Comment 2 Michal Jaegermann 2009-03-31 20:50:52 UTC
I re-tried with kernel 2.6.29-21.fc11.x86_64, xorg-x11-server-Xorg-1.6.0-16.fc11,
and xorg-x11-drv-ati-6.12.0-2.fc11.  Results are still as described in the
report.  That means a bunch of "X:2779 freeing invalid memtype ..." followed
by recursive fault in radeon_read_ring_rptr on a server restart or a monitor unusable after a reboot if "nomodeset" was not used.

An X server is truly dead after such experiment and there is nothing which can be done from a local console.  Even from a remote login X process becomes an unkillable zombie.

Comment 3 Michal Jaegermann 2009-04-08 21:02:11 UTC
Created attachment 338800 [details]
traces from X server restart with the current configuration

I tried the same experiment (and a few times in the meantime) with kernel-2.6.29.1-54.fc11.x86_64, xorg-x11-server-Xorg-1.6.0-17.fc11 and xorg-x11-drv-ati-6.12.1-9.fc11.  This time I do not see that recursive fault any longer.  OTOH a series of "freeing invalid memtype" followed by a long list of "calling reserve_ram_pages_type" is still there.  Is that expected?

A relevant fragment of dmesg output is attached.
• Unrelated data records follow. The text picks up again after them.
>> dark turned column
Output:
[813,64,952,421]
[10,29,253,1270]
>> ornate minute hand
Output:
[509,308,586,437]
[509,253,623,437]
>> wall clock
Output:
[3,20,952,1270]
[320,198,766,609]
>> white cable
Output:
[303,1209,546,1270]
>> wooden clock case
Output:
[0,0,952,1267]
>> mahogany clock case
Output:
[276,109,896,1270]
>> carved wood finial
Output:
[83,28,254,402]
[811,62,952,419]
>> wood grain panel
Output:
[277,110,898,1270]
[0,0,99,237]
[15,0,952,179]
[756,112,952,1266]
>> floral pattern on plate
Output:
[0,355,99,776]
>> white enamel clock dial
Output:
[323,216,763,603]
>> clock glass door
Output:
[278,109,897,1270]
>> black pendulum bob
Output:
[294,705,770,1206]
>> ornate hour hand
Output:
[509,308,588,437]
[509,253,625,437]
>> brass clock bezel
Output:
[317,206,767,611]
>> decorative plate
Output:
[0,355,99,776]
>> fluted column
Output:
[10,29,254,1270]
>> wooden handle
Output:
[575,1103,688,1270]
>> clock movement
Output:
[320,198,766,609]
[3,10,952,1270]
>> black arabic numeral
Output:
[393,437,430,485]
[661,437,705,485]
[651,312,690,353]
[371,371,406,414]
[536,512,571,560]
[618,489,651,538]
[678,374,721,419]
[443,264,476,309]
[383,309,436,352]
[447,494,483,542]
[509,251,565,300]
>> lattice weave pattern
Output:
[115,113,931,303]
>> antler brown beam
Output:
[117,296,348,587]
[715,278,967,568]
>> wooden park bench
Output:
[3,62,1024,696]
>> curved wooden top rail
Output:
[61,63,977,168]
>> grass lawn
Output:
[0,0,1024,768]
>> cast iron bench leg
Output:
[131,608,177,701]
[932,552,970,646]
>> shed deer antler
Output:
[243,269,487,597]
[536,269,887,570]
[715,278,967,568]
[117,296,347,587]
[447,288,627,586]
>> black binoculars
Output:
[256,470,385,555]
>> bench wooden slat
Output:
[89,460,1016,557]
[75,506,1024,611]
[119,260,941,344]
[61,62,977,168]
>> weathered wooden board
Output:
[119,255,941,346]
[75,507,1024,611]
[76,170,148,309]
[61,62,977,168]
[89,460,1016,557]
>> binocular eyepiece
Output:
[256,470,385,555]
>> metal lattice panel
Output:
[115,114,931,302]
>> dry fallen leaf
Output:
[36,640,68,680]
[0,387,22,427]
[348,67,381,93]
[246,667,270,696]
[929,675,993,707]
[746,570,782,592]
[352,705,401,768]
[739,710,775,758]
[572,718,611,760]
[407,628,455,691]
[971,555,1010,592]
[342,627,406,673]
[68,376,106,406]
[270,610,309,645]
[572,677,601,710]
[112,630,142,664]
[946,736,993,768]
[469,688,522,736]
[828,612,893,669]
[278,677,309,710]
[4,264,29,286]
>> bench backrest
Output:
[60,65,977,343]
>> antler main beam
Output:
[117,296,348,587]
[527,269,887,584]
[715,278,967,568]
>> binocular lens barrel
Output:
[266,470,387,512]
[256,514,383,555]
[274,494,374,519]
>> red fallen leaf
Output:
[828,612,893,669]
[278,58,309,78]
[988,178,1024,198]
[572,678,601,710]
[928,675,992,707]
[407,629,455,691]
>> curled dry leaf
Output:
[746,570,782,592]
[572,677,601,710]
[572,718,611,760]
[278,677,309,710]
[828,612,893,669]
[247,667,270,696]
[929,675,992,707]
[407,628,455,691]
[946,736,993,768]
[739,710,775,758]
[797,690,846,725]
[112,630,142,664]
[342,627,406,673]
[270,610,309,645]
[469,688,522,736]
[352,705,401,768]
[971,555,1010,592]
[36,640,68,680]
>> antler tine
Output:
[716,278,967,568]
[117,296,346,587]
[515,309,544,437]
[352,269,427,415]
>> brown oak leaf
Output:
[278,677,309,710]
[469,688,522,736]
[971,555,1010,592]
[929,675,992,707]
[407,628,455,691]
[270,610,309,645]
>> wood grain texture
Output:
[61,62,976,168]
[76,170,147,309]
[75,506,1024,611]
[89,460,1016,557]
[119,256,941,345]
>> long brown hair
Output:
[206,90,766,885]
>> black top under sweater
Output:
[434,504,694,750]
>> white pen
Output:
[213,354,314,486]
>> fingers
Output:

Comment 4 Bug Zapper 2009-06-09 12:14:13 UTC
This bug appears to have been reported against 'rawhide' during the Fedora 11 development cycle.
Changing version to '11'.

More information and reason for this action is here:
http://fedoraproject.org/wiki/BugZappers/HouseKeeping

Comment 5 Jérôme Glisse 2009-10-14 10:51:48 UTC
Can you test with fedora 12 livecd and report if it works with it.

Comment 6 Michal Jaegermann 2009-10-14 18:34:07 UTC
> Can you test with fedora 12 livecd ...

Not really.  OTOH I did not see that problem for a long time and whatever faults are in the current rawhide it is not that one.  A dmesg for the current rawhide kernel on this hardware can be found for example here:
https://bugzilla.redhat.com/attachment.cgi?id=364786

Comment 7 Jérôme Glisse 2009-10-15 14:16:49 UTC
Ok. So clausing this bug, reopen if you experience similar problem with fedora 12.